On yıl kadar onun hizmetinde bulunan Enes (r.a.)’in: “Beni yaptığım ve yapmadığım şeyler sebebiyle hiç azarlamadı.” sözü, Onun insan gönlüne verdiği değeri gösterir. Hz. Zeyd b. Hârise’nin onun yanında bulunmayı, baba ocağına tercih edişi insanların kişiliklerine gösterdiği saygıyı ifâde eder.

Torunları Hasan ve Hüseyin ile Zeyd’in oğlu Üsâme’yi kucağına alarak, okşayıp iltifat ederek gösterdiği şefkat tavrı, ondaki merhamet duygusunun bir başka tezâhürüdür.

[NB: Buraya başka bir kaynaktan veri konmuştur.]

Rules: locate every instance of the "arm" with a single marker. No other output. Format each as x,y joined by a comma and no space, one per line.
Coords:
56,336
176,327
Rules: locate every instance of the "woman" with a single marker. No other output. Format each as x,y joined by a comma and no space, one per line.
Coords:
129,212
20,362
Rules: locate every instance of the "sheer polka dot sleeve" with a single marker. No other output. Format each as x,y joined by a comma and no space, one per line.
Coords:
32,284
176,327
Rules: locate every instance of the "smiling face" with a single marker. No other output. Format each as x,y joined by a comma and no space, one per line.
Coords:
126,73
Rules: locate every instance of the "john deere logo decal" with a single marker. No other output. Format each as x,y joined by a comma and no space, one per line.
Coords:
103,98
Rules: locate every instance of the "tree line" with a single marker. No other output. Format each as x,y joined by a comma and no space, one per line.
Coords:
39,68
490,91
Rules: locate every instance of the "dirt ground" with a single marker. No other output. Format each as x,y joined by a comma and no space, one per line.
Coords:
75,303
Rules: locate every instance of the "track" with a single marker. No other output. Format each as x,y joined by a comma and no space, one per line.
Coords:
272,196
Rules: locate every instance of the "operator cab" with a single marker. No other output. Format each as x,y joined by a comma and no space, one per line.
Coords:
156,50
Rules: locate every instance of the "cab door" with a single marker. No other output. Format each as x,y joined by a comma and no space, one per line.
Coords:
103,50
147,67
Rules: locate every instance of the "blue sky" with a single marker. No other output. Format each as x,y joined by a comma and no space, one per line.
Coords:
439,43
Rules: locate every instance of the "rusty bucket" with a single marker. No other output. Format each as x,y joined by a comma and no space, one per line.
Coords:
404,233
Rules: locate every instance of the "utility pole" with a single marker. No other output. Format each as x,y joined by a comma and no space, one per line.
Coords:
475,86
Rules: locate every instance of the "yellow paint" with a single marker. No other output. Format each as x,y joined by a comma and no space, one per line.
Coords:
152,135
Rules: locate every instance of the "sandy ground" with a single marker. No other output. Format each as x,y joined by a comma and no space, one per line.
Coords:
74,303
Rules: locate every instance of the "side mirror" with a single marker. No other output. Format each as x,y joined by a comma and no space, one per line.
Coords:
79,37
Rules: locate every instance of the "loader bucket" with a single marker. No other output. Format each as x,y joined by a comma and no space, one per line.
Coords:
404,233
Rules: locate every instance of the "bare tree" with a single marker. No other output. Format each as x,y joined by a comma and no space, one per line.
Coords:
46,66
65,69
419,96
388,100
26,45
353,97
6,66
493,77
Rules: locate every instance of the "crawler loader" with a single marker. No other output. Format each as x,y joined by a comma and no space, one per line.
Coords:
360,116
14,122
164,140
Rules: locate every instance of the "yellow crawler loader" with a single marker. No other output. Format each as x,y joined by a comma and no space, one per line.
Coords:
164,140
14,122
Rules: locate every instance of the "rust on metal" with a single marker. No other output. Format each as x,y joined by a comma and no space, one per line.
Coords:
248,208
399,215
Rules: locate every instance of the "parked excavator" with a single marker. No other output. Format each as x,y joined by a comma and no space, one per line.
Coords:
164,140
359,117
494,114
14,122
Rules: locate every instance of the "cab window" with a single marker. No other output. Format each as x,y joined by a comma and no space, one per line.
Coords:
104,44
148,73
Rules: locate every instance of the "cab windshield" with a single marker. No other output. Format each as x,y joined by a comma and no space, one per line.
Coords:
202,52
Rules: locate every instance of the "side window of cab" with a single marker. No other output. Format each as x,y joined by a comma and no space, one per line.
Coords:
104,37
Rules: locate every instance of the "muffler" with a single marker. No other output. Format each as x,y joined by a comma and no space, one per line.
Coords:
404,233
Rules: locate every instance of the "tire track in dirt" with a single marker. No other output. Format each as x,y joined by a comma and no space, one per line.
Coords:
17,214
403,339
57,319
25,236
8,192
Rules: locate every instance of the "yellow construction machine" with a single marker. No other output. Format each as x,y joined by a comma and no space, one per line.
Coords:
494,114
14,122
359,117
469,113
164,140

-Mürebbî ve Mürşid Olarak Toplum Hayatındaki Merhamet Âhlakı
Allah Rasûlü, toplum hayatında inananlara karşı da, inanmayanlara karşı da hoşgörülüdür. O inananlara düşkündür: “Ey inananlar! Andolsun ki, içinizden size, sıkıntıya uğramanız kendisine ağır gelen, size çok düşkün, inananlara şefkatli ve merhametli bir peygamber gelmiştir.” (et-Tevbe, 9/128) O bu düşkünlüğü sebebiyle onların her türlü acıları ve sancıları ile sevinçlerini paylaşır, onlara danışırdı. İnsanların kusurlarını asla yüzlerine vurmaz, azarlayıp ayıplamazdı. Gördüğü yanlışlıklarda “galat-ı rüyeti” kendisine izâfe ederek : “Bana ne oluyor da bazılarınızı şu şu hallerde görüyorum” derdi.

Mescide bevl gibi tabiî ihtiyacını görmeye kalkışan bedeviye müdâhale etmeye kalkışanlara bile mânî olmuş ve “Bırakın hâcetini görsün” buyurmuş ve ardından o mahalli bir kova su döktürerek temizletmişti.

Gençliğin verdiği taşkınlık ve şaşkınlıkla kendisinden zinâ etmek için izin isteyen genci azarlayıp ayıplamak yerine iknâ yöntemini seçmişti. Gence “böyle bir fiilin annesine, bacısına, teyzesine vs. yapılmasından memnûn olup olmayacağını” sorarak gönlündeki bu meyli önce suâl ve iknâ ile, ardından nazar ve duâ ile ber-taraf etmiştir. (bk. İbn Hanbel, I, 256-257)

Ganimet taksimi sırasında insanları yararak yanına sokulup ridâsının yakalarından tutarak kendisini sarsan ve “Devemi ganîmet mallarıyla doldur, babanın malını vermiyorsun?” diye kendisini inciten bedeviye karşı da merhametle muâmele etmişti.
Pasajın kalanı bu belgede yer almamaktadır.